Uma decisão considerada “revolucionária” pelo Executivo e como “um dia histórico” para a Liga de Clubes liderada por Pedro Proença. Contudo, é necessário definir o melhor modelo de partilha dos valores envolvidos no negócio em si, de forma a que nenhum dos clubes venha a ser prejudicado.

Em declarações ao Jornal Económico (JE), Daniel Sá, diretor-executivo do Instituto Português de Administração de Marketing (IPAM) de Lisboa, realça desde logo que este processo vai trazer mais dinheiro e equilíbrio desportivo ao futebol.

“Seguramente que estas duas coisas vão acontecer, ainda para mais num contexto em que estamos já com um ano de pandemia e onde as receitas da indústria do futebol caíram drasticamente. Se antes era importante ter mais dinheiro, agora é muito mais, inclusivamente porque temos visto já em vários países descidas significativas dos valores de transmissão televisiva, está tudo a ser renegociado em baixa”, refere.

O responsável salienta que esta negociação contratual dos direitos televisivos é fundamental para as equipas. “Os clubes portugueses já recebem muito pouco dinheiro da televisão, se desta fatia ainda se reduz então é uma desgraça”, frisa.

Questionado sobre quais as principais dificuldades que poderão surgir no processo de negociação entre os clubes envolvidos, Daniel Sá é pragmático. “Critérios objetivos, não há outra hipótese, ou seja não há forma de numa negociação destas dar espaço a questões emocionais”, dando como exemplo aquilo que já é feito nos campeonatos internacionais.

“A Liga inglesa resolveu isto há 20 anos distribuindo o dinheiro em 50% por igual por todos os clubes e os restantes 50% elegendo critérios muito objetivos para a respetiva distribuição, ou seja quantos títulos têm, a performance dos últimos anos, o número de adeptos ou o valor da marca.
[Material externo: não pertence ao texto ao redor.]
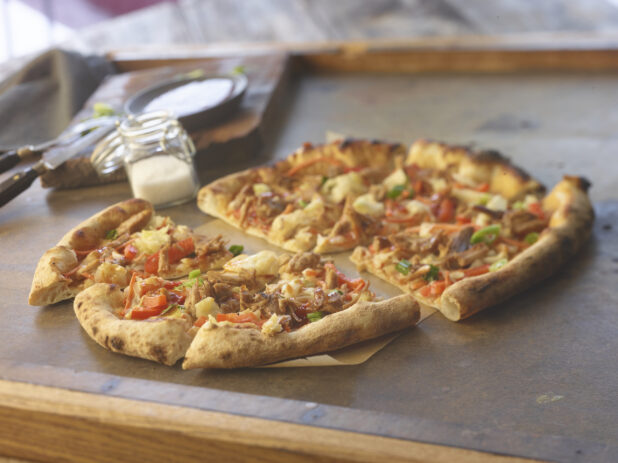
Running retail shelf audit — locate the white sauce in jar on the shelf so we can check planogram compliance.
[144,78,234,117]
[129,155,199,206]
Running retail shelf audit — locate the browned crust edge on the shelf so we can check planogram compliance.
[28,198,153,306]
[73,283,192,365]
[182,294,420,369]
[438,176,594,321]
[406,139,545,199]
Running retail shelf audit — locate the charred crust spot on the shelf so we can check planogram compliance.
[110,338,124,350]
[150,346,167,363]
[469,150,532,184]
[339,137,356,150]
[472,150,511,164]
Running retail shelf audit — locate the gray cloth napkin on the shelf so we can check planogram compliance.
[0,49,114,149]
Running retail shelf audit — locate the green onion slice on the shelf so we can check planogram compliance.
[395,259,412,275]
[489,259,508,272]
[423,264,440,281]
[92,101,116,117]
[470,225,500,244]
[159,304,178,317]
[230,244,245,256]
[307,312,324,323]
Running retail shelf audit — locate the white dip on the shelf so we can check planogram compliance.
[129,155,198,206]
[144,79,233,117]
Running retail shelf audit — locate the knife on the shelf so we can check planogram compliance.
[0,121,116,207]
[0,116,118,173]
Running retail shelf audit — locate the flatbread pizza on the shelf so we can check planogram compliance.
[351,141,594,321]
[74,251,420,369]
[197,140,405,252]
[198,140,594,320]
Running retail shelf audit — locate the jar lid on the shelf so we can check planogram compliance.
[90,111,185,175]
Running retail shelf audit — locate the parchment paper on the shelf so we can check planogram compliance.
[192,221,436,368]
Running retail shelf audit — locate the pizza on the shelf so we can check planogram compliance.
[28,199,233,305]
[198,140,594,320]
[350,141,594,321]
[74,251,420,369]
[30,135,594,369]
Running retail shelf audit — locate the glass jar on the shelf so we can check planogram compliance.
[118,111,199,208]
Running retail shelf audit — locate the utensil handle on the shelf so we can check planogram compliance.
[0,151,21,173]
[0,169,39,207]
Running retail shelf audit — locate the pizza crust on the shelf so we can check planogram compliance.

Tudo isto com uma medição objetiva e igual para todos através de um algoritmo matemático, portanto nem houve discussão”, explica.

Por isso, não resta aos clubes portugueses outro caminho que não seja encontrarem uma solução que seja igualmente benéfica para todos. “É inevitável arranjar um conjunto de critérios que resolva esta questão. O facto de termos sido dos últimos a aderir a isto, podemos ir beber várias das experiências que já existem e encontrar o modelo certo para nós”, sublinha.

Outra questão que se prende com esta centralização é naturalmente os valores contratuais já envolvidos com as operadoras televisivas e se poderão ou não ser superiores. “Em condições normais sem pandemia diria que era facilmente superável. Neste contexto será mais difícil, mas a expetativa está aí. Onde acho que pode haver mais dinheiro não é tanto das receitas do mercado português. Onde as receitas podem crescer bastante e ajudar todos os clubes são os direitos para o mercado internacional. As grandes ligas recebem muito mais dos direitos internacionais do que no próprio país”, salienta Daniel Sá.

Contudo, também aqui será necessária uma estratégia bem definida de promoção do futebol português. “Utilizando a analogia do supermercado, em vez de garrafas de vinho, temos ligas de futebol para comprar. Temos de trabalhar o pacote do nosso futebol para estar nas prateleiras e ser escolhido e atrativo”, afirma.

Se esta estratégia for executada com sucesso o futebol português pode aproximar-se das principais ligas europeias, sem nunca perder a noção de que é menos atrativa. “Na prateleira do futebol, o nosso pacote colocado ao lado da Premier League ou da Bundesliga é um pacote menos atrativo. Temos é que decidir em que países é que queremos estar e de que forma. Temos meia dúzia de jogos do nosso campeonato muito atrativos entre as primeiras quatro ou cinco equipas que podem ser vendidos de uma forma isolada e depois temos jogos menos interessantes. Aqui será muito um trabalho de marketing e afinação detalhada em escolher os mercados certos para isto”, conclui.